I’m sure many of you have either heard about or read one of the many articles concerning J.K. Rowling’s publicity stunt where she “came out” and proclaimed in all of her authorial splendor that Headmaster Dumbledore, a fictional character in her incredibly popular Harry Potter series, is actually a flaming homosexual. I bet Fawkes was his secret lover.

It’s too bad there’s one small problem with this revelation: there is no direct literary proof. I don’t care who the author is – you cannot dictate anything about your characters that isn’t somehow alluded to in the book. Rowling does cite an obscure reference to Dumbledore’s childhood which she claims to be circumstantial proof that Dumbledore is gay, when in fact the rest of Dumbledore’s literary behavior and character devolpment is completely heterosexual and normal. The way I read it, Dumbledore is written as a heterosexual father figure who is the last person ever to be suspected as gay, and if it weren’t for the advances of the gay movement to infiltrate every aspect of society with their lies and filthy lifestyle and have the audacity to pass it off as normal, there wouldn’t even be a discussion about this.

Rowling cannot interpret the story she wrote for her readers. That is what is dynamic and engaging about fictional literature: it can be interpreted in many different ways by many different people, and in the end, there may be several different correct ways to interpret any given story, as long as the interpretation is built on the solid foundation of literary proof. But you cannot make up an interpretation without sufficient literary proof. And as an author, you cannot tell your readers how to interpret your book if there is more than one way to interpret it.

Seeing as Rowling’s evidence for accusing Dumbledore of being gay is overshadowed by the complete lack of homosexuality in the rest of his character development throughout the seven-book series, coupled with the fact that sexuality as a whole is completely absent from the series due to the fact that Harry Potter was written as a children’s book, I see no other conclusion than this is just another fictional interpretation of a character, and a weakly supported one at that.

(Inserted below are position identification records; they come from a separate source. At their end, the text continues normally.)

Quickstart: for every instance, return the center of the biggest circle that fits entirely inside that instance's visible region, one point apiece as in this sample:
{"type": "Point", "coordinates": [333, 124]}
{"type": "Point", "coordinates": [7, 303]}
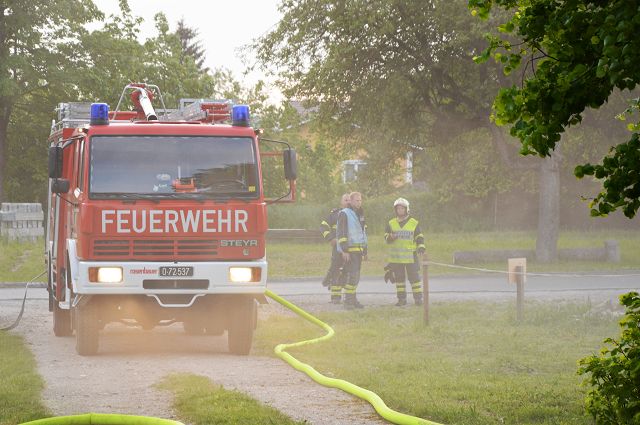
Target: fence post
{"type": "Point", "coordinates": [519, 292]}
{"type": "Point", "coordinates": [425, 291]}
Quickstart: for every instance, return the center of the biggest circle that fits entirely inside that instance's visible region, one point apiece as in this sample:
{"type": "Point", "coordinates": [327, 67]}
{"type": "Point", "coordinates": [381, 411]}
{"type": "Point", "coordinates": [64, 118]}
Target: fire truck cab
{"type": "Point", "coordinates": [156, 219]}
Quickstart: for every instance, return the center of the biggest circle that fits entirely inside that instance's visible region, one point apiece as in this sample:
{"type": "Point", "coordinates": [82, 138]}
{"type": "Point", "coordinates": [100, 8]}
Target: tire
{"type": "Point", "coordinates": [241, 325]}
{"type": "Point", "coordinates": [87, 325]}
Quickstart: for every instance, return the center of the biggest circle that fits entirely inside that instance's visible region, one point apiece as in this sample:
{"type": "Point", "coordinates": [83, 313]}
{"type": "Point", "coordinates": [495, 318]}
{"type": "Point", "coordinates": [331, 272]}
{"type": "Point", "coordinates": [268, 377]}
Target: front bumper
{"type": "Point", "coordinates": [135, 274]}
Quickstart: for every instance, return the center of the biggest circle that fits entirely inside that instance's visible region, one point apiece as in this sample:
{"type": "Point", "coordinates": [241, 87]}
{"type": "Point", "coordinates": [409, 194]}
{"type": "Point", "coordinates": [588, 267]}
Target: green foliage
{"type": "Point", "coordinates": [574, 54]}
{"type": "Point", "coordinates": [614, 375]}
{"type": "Point", "coordinates": [200, 402]}
{"type": "Point", "coordinates": [472, 365]}
{"type": "Point", "coordinates": [387, 77]}
{"type": "Point", "coordinates": [20, 386]}
{"type": "Point", "coordinates": [38, 42]}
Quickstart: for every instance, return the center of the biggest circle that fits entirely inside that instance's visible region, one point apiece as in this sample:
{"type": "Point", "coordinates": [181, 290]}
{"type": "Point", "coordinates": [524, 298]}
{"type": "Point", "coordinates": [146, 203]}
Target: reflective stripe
{"type": "Point", "coordinates": [402, 248]}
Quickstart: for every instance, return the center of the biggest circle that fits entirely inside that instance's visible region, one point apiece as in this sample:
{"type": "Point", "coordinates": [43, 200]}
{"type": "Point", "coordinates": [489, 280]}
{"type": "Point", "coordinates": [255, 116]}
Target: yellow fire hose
{"type": "Point", "coordinates": [373, 398]}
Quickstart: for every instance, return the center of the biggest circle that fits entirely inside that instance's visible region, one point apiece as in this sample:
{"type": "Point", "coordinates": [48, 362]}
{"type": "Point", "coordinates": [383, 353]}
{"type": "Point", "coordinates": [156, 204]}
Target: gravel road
{"type": "Point", "coordinates": [121, 378]}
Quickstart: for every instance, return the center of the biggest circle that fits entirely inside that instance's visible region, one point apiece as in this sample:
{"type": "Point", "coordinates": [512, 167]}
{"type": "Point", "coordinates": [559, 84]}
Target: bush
{"type": "Point", "coordinates": [614, 375]}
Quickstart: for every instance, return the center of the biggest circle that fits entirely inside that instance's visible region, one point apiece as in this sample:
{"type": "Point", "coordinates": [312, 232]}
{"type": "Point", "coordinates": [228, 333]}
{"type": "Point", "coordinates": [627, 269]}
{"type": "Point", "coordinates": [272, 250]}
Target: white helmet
{"type": "Point", "coordinates": [403, 202]}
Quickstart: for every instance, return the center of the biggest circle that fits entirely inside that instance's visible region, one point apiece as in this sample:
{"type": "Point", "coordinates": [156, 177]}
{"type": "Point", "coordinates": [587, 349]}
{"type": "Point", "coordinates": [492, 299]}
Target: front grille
{"type": "Point", "coordinates": [175, 284]}
{"type": "Point", "coordinates": [146, 249]}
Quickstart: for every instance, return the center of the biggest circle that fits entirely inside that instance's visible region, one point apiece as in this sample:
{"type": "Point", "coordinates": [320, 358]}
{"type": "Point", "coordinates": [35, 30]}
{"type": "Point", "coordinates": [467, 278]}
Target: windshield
{"type": "Point", "coordinates": [173, 166]}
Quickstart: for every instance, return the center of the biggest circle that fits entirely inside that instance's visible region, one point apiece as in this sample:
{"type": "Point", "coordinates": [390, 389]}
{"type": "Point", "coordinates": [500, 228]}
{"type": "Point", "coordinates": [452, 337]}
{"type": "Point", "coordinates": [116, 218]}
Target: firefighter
{"type": "Point", "coordinates": [333, 280]}
{"type": "Point", "coordinates": [406, 242]}
{"type": "Point", "coordinates": [352, 245]}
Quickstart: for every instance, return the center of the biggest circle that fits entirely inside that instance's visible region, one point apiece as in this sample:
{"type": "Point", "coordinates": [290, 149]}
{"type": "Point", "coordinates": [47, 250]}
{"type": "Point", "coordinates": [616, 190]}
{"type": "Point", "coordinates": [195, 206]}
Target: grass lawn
{"type": "Point", "coordinates": [298, 260]}
{"type": "Point", "coordinates": [20, 385]}
{"type": "Point", "coordinates": [200, 402]}
{"type": "Point", "coordinates": [473, 365]}
{"type": "Point", "coordinates": [20, 262]}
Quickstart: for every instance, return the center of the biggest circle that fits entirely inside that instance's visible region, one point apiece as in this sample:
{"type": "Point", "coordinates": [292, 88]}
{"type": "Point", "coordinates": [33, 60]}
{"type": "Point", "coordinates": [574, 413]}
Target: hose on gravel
{"type": "Point", "coordinates": [373, 398]}
{"type": "Point", "coordinates": [24, 300]}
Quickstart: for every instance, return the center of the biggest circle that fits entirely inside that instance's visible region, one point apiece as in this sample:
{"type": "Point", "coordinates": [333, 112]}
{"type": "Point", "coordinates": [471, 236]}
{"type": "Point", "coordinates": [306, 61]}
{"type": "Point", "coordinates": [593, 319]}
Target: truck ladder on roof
{"type": "Point", "coordinates": [205, 110]}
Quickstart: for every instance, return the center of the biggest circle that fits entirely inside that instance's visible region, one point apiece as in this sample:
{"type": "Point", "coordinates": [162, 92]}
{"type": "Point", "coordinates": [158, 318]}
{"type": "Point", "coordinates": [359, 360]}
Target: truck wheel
{"type": "Point", "coordinates": [240, 328]}
{"type": "Point", "coordinates": [61, 321]}
{"type": "Point", "coordinates": [87, 326]}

If she were a literary critic making this remark, (in a sane world, mind you) she would be laughed at for making such a preposterously unsubstantiated claim. So in no way does Rowling have the right as author to tell us that her interpretation is right when it was clearly not in the story.

Barbara Kay, a woman who has written articles about this authorial overstepping of bounds, has a great quote that sums up what is wrong with Rowling’s statement. She said “Once the books are written, the gates of the fictional characters’ lives and their world clang shut. Any post-publication pronouncements she makes about her characters are superfluous and inadmissible, except as a personal self-indulgence on her part, and likely a bid to appear tolerant and liberal.”

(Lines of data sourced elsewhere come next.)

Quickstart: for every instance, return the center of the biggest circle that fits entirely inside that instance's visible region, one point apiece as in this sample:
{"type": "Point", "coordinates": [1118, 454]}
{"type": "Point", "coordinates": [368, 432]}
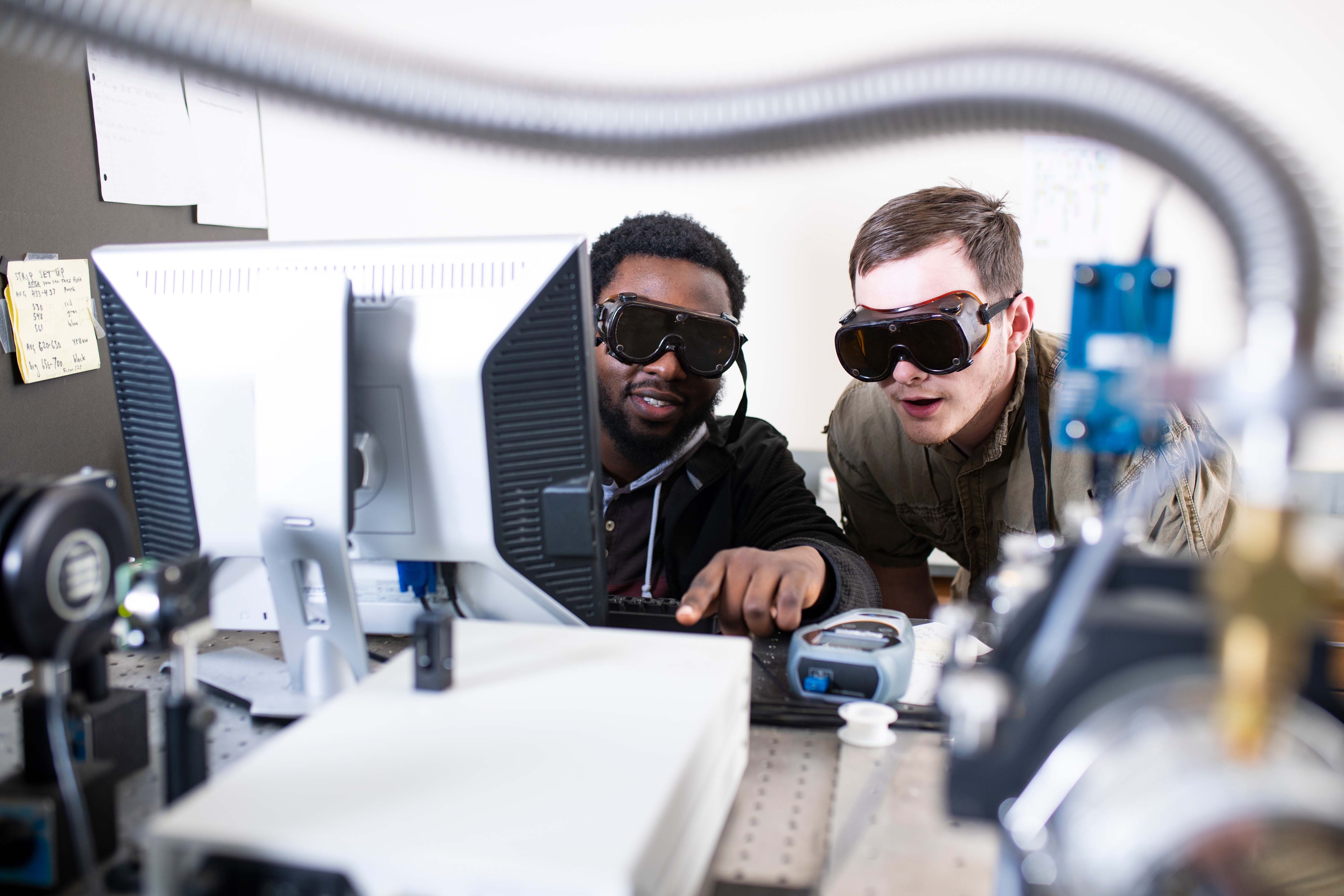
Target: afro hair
{"type": "Point", "coordinates": [666, 236]}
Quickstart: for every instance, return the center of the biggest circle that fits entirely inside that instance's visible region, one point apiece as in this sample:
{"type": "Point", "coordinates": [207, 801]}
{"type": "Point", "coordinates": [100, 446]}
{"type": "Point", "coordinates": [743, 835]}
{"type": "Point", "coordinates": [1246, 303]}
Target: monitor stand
{"type": "Point", "coordinates": [304, 499]}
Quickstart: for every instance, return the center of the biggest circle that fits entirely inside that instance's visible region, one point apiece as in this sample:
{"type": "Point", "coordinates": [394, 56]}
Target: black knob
{"type": "Point", "coordinates": [18, 843]}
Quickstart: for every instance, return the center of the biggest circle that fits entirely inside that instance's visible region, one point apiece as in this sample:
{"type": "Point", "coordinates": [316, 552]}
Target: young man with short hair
{"type": "Point", "coordinates": [703, 515]}
{"type": "Point", "coordinates": [933, 452]}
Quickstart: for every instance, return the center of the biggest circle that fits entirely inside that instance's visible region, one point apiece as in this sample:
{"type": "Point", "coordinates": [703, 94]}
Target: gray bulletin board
{"type": "Point", "coordinates": [50, 203]}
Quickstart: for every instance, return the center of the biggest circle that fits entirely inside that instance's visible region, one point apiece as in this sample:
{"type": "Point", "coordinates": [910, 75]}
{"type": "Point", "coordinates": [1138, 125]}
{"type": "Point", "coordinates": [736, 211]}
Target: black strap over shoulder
{"type": "Point", "coordinates": [1031, 405]}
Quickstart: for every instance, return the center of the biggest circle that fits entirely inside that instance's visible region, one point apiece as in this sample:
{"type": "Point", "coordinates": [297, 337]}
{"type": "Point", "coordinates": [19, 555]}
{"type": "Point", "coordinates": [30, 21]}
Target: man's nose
{"type": "Point", "coordinates": [908, 374]}
{"type": "Point", "coordinates": [666, 367]}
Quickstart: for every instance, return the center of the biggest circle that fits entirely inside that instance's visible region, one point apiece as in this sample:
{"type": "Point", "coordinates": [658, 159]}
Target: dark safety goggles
{"type": "Point", "coordinates": [939, 336]}
{"type": "Point", "coordinates": [638, 331]}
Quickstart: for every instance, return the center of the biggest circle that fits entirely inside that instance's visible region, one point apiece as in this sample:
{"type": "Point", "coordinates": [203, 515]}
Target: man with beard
{"type": "Point", "coordinates": [933, 448]}
{"type": "Point", "coordinates": [706, 518]}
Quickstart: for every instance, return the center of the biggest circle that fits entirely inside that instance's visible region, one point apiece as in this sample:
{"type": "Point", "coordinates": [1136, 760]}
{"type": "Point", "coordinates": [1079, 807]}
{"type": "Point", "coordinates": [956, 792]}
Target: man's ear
{"type": "Point", "coordinates": [1018, 319]}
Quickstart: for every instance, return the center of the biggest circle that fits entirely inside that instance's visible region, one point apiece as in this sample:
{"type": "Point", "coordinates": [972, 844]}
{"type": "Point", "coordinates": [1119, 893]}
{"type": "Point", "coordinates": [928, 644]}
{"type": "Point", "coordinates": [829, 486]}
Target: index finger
{"type": "Point", "coordinates": [702, 597]}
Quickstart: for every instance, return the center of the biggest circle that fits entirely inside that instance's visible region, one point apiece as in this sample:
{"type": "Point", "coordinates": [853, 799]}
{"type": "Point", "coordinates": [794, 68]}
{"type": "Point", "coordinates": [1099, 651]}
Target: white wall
{"type": "Point", "coordinates": [791, 220]}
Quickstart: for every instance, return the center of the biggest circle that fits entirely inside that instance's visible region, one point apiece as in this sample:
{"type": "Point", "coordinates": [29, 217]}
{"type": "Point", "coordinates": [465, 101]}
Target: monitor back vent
{"type": "Point", "coordinates": [367, 281]}
{"type": "Point", "coordinates": [540, 429]}
{"type": "Point", "coordinates": [151, 426]}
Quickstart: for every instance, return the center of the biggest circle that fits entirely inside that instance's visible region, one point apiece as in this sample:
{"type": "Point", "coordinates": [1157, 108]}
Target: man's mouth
{"type": "Point", "coordinates": [655, 407]}
{"type": "Point", "coordinates": [921, 406]}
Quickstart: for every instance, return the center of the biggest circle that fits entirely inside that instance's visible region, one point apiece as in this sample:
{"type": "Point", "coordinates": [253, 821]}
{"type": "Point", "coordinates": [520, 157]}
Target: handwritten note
{"type": "Point", "coordinates": [146, 151]}
{"type": "Point", "coordinates": [49, 304]}
{"type": "Point", "coordinates": [1070, 190]}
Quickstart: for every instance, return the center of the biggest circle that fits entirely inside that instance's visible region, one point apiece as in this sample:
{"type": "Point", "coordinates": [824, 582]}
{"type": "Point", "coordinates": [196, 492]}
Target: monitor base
{"type": "Point", "coordinates": [253, 679]}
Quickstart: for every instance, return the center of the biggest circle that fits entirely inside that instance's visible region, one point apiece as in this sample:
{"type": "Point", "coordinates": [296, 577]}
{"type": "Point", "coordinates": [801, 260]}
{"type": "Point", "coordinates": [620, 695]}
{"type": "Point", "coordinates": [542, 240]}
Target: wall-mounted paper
{"type": "Point", "coordinates": [49, 306]}
{"type": "Point", "coordinates": [146, 152]}
{"type": "Point", "coordinates": [226, 129]}
{"type": "Point", "coordinates": [1070, 191]}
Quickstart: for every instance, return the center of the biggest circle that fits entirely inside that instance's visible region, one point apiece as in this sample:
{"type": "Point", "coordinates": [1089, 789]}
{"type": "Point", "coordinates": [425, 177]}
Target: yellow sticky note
{"type": "Point", "coordinates": [52, 316]}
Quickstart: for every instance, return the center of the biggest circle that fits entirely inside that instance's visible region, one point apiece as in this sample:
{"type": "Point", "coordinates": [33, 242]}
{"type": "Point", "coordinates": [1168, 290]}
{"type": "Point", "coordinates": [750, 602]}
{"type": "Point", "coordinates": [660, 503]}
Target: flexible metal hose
{"type": "Point", "coordinates": [1224, 159]}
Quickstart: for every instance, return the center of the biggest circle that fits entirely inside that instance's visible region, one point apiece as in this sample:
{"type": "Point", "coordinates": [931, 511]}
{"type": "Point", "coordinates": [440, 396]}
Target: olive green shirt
{"type": "Point", "coordinates": [902, 500]}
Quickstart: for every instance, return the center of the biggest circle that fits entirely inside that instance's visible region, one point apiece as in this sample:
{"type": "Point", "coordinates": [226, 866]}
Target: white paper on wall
{"type": "Point", "coordinates": [146, 154]}
{"type": "Point", "coordinates": [1070, 195]}
{"type": "Point", "coordinates": [226, 131]}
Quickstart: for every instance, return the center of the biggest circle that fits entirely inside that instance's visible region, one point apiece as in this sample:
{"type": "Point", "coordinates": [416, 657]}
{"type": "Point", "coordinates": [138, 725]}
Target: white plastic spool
{"type": "Point", "coordinates": [868, 725]}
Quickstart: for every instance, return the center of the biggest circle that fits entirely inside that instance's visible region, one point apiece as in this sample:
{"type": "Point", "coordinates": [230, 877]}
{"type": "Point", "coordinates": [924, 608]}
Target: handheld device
{"type": "Point", "coordinates": [861, 655]}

She goes on to say that “whatever Rowling is as a person, and whatever her sympathies are for gays in the real world, they are irrelevant to Hogwarts, since she failed to include that component in the stories as written. She is an author of fiction, not a social worker. In a literary work, the characters must be true to the parameters of the fictional landscape in which they find themselves, and in Hogwarts there is – or was - no adult sexuality.”

So what can we learn from this? Well, the fact that Rowling is a sellout to the gay rights movement is overwhelming. It also seems evident to those who know the facts about this story that she has lost her respectability as an author with most people who wish to keep their loved ones away from the destructive and morally degrading homosexual lifestyle which is currently trying to be passed off as societally normal, when in fact it is largely both a cover for attacking Christians and those with strong traditional values and morals as well as an attempt to legitimize and normalize any sort of promiscuity or obscene fetish while at the same time making heterosexual monogamy and the traditional Christian family out to be obsolete and intolerant.

Okay, I know I’ve been pretty hard with the facts so far, so I want to return to the sort of jocular banter I started with in the first paragraph of this blog. I’d like to offer some literary examples that for some reason J.K. Rowling chose not to use during her press conference to back up her defamation of the Headmaster of Hogwarts, or “The Top Four Reasons Why Dumbledore Was Gay!”.


4. He kept his Pensieve out in plain view in his office in the hopes that Harry would fulfill his fantasy by accidentally snooping in the wrong memory, like that one lonely night at “Wizarding Whizbangs and other Magical Erotica”.

3. Maybe someone cast the lesser known Fourth Unforgivable Curse, “Homo Inexplicus” on him.

2. Why else was he called the Headmaster?

1. No wonder he kept Snape around for so long.